Radical Orthodoxy on faith and reason

I was trying to find out how Radical Orthodoxy understands the relationship of faith and reason in Aquinas. They certainly do not deny that Aquinas has this distinction. However, they say that it is far more porous than usually thought.

So: in what way more porous? I quote my summary:

Milbank hopes to show that the distinguished approaches “can at the very most be thought of only as distinct phases within a single gnoseological extension exhibiting the same qualities throughout. Then we will further establish that even the phases are not clearly bounded in terms of what can or cannot be achieved.... Having established these points concerning Aquinas’s method, we shall then show how his ‘rational’ treatment of Creation is informed by faith, while his exposition of the revealed Trinity is in fact highly demonstrative. [So what’s new about this?] Throughout we hope to show how a ‘radically orthodox’ position (primarily characterized by a more persistent refusal of distinct ‘natural’ and ‘supernatural’ phases and a consequent assault upon an autonomous naturalism as ‘nihilistic’), can indeed be rendered as an attentive reading of Aquinas.” [21.]

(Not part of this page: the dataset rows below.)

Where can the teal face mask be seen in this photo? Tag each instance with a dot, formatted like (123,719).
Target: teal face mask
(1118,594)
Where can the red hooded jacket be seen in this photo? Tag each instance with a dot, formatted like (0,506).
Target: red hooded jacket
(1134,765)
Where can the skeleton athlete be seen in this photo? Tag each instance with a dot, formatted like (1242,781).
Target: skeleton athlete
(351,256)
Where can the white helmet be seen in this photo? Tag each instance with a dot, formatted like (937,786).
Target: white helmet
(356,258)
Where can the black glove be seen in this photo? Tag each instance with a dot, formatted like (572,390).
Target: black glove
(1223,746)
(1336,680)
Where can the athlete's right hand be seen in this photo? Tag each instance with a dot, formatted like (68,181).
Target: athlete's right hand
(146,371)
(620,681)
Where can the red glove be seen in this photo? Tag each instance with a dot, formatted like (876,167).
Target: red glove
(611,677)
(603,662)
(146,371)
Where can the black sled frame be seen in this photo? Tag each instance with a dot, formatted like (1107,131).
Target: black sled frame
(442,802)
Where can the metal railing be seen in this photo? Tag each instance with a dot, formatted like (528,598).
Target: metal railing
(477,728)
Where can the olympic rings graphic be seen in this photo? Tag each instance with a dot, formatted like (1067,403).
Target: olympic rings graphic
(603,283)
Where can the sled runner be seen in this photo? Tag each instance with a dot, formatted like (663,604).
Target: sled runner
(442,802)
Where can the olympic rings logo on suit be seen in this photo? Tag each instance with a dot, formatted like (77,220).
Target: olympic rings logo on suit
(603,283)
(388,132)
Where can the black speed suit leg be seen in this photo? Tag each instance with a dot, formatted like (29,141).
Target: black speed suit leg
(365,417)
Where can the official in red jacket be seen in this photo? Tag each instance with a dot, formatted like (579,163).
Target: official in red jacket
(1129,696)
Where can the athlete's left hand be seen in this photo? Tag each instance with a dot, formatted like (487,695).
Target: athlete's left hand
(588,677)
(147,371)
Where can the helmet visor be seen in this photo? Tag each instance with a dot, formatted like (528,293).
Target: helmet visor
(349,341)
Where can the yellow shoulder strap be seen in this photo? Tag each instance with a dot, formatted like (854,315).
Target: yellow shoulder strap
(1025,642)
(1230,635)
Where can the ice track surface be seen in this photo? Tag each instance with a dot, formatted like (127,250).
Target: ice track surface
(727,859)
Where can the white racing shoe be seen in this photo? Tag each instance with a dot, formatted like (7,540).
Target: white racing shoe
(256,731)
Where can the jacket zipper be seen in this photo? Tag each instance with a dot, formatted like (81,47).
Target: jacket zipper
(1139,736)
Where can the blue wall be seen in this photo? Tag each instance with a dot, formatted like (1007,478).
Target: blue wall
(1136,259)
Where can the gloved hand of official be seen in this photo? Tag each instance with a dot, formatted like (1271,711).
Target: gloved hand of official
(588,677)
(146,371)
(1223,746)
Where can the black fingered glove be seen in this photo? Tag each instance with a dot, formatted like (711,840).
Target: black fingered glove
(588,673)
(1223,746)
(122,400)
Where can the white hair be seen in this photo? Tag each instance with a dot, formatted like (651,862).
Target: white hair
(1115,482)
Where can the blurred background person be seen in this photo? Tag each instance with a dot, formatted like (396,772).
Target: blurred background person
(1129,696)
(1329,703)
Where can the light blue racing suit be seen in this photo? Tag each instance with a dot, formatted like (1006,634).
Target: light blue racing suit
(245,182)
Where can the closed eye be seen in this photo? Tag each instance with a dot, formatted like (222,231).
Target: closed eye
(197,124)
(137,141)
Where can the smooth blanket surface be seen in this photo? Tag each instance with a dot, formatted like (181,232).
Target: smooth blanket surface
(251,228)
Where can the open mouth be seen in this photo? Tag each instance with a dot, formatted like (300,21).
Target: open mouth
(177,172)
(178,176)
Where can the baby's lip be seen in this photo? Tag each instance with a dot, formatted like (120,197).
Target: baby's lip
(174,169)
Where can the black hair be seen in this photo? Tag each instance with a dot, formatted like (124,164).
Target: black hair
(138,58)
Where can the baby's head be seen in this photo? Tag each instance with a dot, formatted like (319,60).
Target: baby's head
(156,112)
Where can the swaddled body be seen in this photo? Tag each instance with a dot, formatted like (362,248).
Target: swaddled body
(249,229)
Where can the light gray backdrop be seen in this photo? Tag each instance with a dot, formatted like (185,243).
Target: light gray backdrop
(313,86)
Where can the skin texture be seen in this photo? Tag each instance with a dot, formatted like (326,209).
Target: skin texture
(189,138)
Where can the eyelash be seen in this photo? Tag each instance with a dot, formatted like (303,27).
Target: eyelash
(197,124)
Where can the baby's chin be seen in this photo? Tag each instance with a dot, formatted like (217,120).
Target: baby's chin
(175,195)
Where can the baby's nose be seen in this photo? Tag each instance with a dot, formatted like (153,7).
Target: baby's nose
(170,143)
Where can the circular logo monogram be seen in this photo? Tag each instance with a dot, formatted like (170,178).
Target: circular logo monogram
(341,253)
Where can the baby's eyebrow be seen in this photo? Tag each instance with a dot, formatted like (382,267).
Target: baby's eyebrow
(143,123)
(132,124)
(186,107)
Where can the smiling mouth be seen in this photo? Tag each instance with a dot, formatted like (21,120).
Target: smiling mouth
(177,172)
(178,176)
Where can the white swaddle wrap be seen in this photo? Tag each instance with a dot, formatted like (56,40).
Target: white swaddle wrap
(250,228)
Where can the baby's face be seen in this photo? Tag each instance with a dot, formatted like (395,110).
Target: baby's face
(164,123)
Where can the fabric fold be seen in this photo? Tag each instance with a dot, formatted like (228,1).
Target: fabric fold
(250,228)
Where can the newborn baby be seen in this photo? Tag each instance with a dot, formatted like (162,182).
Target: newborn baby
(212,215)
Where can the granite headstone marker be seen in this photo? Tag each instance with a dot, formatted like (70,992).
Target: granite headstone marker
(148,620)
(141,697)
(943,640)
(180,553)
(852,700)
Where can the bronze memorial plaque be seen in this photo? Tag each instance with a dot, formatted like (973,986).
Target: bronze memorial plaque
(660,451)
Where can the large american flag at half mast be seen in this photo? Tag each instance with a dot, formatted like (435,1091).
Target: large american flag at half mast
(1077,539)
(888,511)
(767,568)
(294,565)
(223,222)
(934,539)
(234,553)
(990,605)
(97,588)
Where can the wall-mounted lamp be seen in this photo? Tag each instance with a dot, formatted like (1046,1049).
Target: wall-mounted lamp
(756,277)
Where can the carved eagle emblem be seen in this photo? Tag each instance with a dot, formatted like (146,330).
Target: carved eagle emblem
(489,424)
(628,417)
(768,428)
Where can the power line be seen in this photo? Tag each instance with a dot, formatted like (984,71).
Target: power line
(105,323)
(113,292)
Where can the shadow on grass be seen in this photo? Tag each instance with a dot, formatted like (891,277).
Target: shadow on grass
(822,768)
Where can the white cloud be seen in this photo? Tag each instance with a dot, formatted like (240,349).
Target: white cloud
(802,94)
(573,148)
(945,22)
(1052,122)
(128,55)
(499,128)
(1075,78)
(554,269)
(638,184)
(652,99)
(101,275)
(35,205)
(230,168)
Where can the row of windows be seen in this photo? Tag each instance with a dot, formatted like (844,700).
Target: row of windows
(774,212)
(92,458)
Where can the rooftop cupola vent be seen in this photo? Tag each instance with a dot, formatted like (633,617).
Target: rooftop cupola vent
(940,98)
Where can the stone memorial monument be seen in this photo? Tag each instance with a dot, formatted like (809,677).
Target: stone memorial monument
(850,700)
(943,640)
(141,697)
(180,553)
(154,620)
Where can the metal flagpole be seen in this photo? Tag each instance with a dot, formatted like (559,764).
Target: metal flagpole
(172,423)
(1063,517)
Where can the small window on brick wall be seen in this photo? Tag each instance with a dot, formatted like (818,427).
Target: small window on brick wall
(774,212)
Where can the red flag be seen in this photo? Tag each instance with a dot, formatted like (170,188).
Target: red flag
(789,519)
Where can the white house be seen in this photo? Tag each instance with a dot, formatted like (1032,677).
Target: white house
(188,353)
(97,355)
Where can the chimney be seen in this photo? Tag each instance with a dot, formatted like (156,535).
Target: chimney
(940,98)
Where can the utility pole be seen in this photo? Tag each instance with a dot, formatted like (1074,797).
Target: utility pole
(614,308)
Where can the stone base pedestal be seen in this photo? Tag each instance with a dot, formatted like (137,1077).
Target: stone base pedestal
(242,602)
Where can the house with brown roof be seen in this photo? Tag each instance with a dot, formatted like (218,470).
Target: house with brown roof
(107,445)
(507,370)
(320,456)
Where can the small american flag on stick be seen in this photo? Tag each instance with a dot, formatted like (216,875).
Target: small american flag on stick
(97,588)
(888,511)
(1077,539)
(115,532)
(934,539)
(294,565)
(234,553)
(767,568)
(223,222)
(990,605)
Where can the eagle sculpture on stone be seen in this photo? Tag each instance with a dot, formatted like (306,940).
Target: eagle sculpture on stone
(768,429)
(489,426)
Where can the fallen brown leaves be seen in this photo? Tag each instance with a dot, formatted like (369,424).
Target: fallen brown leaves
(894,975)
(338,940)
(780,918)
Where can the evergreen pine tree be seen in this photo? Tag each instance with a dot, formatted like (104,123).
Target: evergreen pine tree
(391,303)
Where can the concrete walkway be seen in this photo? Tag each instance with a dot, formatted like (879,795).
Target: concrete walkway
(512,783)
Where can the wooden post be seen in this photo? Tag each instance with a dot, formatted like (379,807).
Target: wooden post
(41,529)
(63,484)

So the rejection of the natural-supernatural distinction – see de Lubac – is fundamental to RO. Wonderful. Something to be chewed upon! See Guy Mansini, who calls this the fundamental theological point – a watershed – in the 20th century. See also Michael Stebbins’ excellent reading of Lonergan on this point in his The Divine Initiative. See my notes on this topic somewhere – perhaps on this blog. I have also downloaded an article by Raymond Moloney, “De Lubac and Lonergan on the Supernatural.” But Stebbins is far superior on the point.

My feeling: what RO is trying to say might not be that different - or radically new - when compared to someone like Lonergan. In fact, my feeling is that Lonergan will be far superior on the proper understanding of the natural-supernatural distinction. From my cursory reading of Stebbins, I have the impression that Lonergan even corrects de Lubac, and certainly brings a far more sophisticated reading to the distinction. 

Whatever: I must admit that Mansini - despite his snide remarks on Lonergan - seems right on when he identifies the distinction as a watershed in 20th century philosophy.